Is scanning PDF too painful? pdf-craft converts to Markdown/EPUB in seconds, automatically generates catalog notes and citation alignment

Written by

Silas Grey

Updated on:June-28th-2025

This official account mainly focuses on cutting-edge AI technologies such as NLP, CV, LLM, RAG, Agent, etc., and shares industry practical cases and courses for free to help you fully embrace AIGC.

PDF-Craft in Action

Convert PDF to MarkDown

from pdf_craft import PDFPageExtractor, MarkDownWriter

extractor = PDFPageExtractor(
  device= "cpu" ,  # If you want to use CUDA, please change to device="cuda:0" format.
  model_dir_path= "/path/to/model/dir/path" ,  # The folder address where the AI model is downloaded and installed
)
with MarkDownWriter(markdown_path,  "images" ,  "utf-8" ) as md:
  for  block  in  extractor.extract(pdf= "/path/to/pdf/file" ):
    md.write(block)

If there were figures (or tables, formulas) in the original PDF, a table of contents will be created at the same level as the saved images.
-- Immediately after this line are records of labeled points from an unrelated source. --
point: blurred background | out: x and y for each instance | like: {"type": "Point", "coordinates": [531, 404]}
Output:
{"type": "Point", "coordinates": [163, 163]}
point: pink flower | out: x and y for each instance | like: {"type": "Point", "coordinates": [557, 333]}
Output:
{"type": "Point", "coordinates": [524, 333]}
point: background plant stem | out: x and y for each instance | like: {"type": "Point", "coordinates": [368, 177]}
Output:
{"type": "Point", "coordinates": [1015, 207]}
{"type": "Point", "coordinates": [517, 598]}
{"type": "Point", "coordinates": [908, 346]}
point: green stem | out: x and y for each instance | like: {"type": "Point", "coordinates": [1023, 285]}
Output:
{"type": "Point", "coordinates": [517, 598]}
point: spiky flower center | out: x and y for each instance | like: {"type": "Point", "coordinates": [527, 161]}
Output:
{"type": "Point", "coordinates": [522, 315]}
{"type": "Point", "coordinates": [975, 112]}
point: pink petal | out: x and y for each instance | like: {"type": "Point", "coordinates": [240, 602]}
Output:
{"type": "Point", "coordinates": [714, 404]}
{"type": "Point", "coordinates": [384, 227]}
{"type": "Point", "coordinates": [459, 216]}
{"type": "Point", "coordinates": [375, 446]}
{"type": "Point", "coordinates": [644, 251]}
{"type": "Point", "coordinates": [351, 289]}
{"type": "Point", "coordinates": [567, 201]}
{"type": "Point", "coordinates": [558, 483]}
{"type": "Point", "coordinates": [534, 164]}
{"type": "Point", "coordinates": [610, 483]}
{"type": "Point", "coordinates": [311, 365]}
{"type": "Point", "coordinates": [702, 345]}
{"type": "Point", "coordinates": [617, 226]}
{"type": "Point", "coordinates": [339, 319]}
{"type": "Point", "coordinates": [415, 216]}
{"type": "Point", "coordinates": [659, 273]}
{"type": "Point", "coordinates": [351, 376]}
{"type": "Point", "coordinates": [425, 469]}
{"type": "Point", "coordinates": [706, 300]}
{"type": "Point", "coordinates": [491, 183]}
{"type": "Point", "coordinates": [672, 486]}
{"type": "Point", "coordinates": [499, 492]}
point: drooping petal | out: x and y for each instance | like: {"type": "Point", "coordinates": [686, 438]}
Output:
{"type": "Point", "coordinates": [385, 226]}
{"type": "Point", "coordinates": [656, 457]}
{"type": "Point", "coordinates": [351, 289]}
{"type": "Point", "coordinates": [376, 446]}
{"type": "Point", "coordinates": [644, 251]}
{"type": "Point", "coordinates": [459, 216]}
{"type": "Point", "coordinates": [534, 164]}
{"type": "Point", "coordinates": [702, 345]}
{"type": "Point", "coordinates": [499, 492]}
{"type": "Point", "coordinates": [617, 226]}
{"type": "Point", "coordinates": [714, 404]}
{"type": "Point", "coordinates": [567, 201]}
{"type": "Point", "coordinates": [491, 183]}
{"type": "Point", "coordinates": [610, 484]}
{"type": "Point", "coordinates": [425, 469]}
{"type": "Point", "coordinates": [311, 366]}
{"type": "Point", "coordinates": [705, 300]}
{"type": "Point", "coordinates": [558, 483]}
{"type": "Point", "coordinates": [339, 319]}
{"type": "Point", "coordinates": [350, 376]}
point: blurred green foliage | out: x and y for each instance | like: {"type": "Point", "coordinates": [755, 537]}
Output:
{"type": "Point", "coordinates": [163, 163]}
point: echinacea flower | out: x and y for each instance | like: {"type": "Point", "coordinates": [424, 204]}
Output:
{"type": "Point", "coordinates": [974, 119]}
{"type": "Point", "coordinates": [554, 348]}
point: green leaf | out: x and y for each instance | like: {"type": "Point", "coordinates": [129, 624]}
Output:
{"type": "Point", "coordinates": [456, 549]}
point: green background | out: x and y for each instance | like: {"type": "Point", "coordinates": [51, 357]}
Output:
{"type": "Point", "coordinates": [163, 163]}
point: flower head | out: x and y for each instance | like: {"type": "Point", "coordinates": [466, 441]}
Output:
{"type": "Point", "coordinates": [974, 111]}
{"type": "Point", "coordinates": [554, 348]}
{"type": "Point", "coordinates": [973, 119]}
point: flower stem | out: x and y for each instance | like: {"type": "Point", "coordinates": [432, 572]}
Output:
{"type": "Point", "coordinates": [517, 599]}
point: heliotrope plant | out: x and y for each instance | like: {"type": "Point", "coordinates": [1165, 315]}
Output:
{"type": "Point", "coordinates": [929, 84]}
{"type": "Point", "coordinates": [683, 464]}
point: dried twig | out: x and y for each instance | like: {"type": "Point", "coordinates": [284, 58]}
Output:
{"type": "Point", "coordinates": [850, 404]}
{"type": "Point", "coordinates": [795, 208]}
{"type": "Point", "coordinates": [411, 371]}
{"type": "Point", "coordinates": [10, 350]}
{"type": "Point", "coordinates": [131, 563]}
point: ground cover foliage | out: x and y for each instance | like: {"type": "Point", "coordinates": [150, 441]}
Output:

The images in the directory will be referenced in the MarkDown file as relative addresses.*.md``assets``*.md``assets

Convert PDF to EPUB
First create a PDF extraction object

extractor = PDFPageExtractor(
  device= "cpu" ,  # If you want to use CUDA, please change to device="cuda:0" format.
  model_dir_path= "/path/to/model/dir/path" ,  # The folder address where the AI model is downloaded and installed
)

Send the extracted content to LLM to generate EPUB file

from pdf_craft import analyse
from pdf_craft import LLM

llm = LLM(
  key = "sk-XXXXX" ,  # key provided by the LLM vendor
  url = "https://api.DeepSeek.com" ,  # URL provided by the LLM provider
  model = "deepseek-chat" ,  # Model provided by LLM vendor
  token_encoding = "o200k_base" ,  # Local model name for tokens estimation (not related to LLM, if you don't care, keep "o200k_base")
)

analyse(
  llm=llm,  # LLM configuration prepared in the previous step
  pdf_page_extractor=pdf_page_extractor,  # The PDFPageExtractor object prepared in the previous step
  pdf_path = "/path/to/pdf/file" ,  # PDF file path
  analysing_dir_path = "/path/to/analysing/dir" ,  # analysing folder address
  output_dir_path= "/path/to/output/files" ,  # The analysis results will be written to this folder
)

output_dir_path, indicating the folder where the results of the scan and analysis (there will be multiple files) should be saved.
analysing_dir_path, used to store intermediate states during the analysis process.
After the analysis is completed, output_dir_path The folder address is passed to the following code as a parameter to generate the EPUB file.

PDF-Craft main functions:

Convert PDF to Markdown using local AI models without internet connection
Supports converting PDF to structured EPUB e-book format
Intelligently identify and filter interference elements such as headers, footers, footnotes, page numbers, etc.
Automatically process charts and formulas and keep them in the converted file as images
Combine LLM technology to build book structure and generate EPUB with table of contents and chapters

PDF-craft conversion logic

First, split the PDF pages into images

Secondly, use DocLayout-YOLO to identify block elements in the image, including: headers, footers, paragraphs, titles, pictures, tables, charts, page numbers and other information

Then, use layoutreader to sort the blocks

Next, use OnnxOCR to recognize the text in the block

Finally, the text recognized by OCR is sent to Deepseek, and the structure of the book is constructed through specific information (such as the table of contents), and finally an EPUB file with a table of contents and chapters is generated.

During this parsing and building process, the notes and reference information for each page are read through LLM and then presented in a new format in the EPUB file.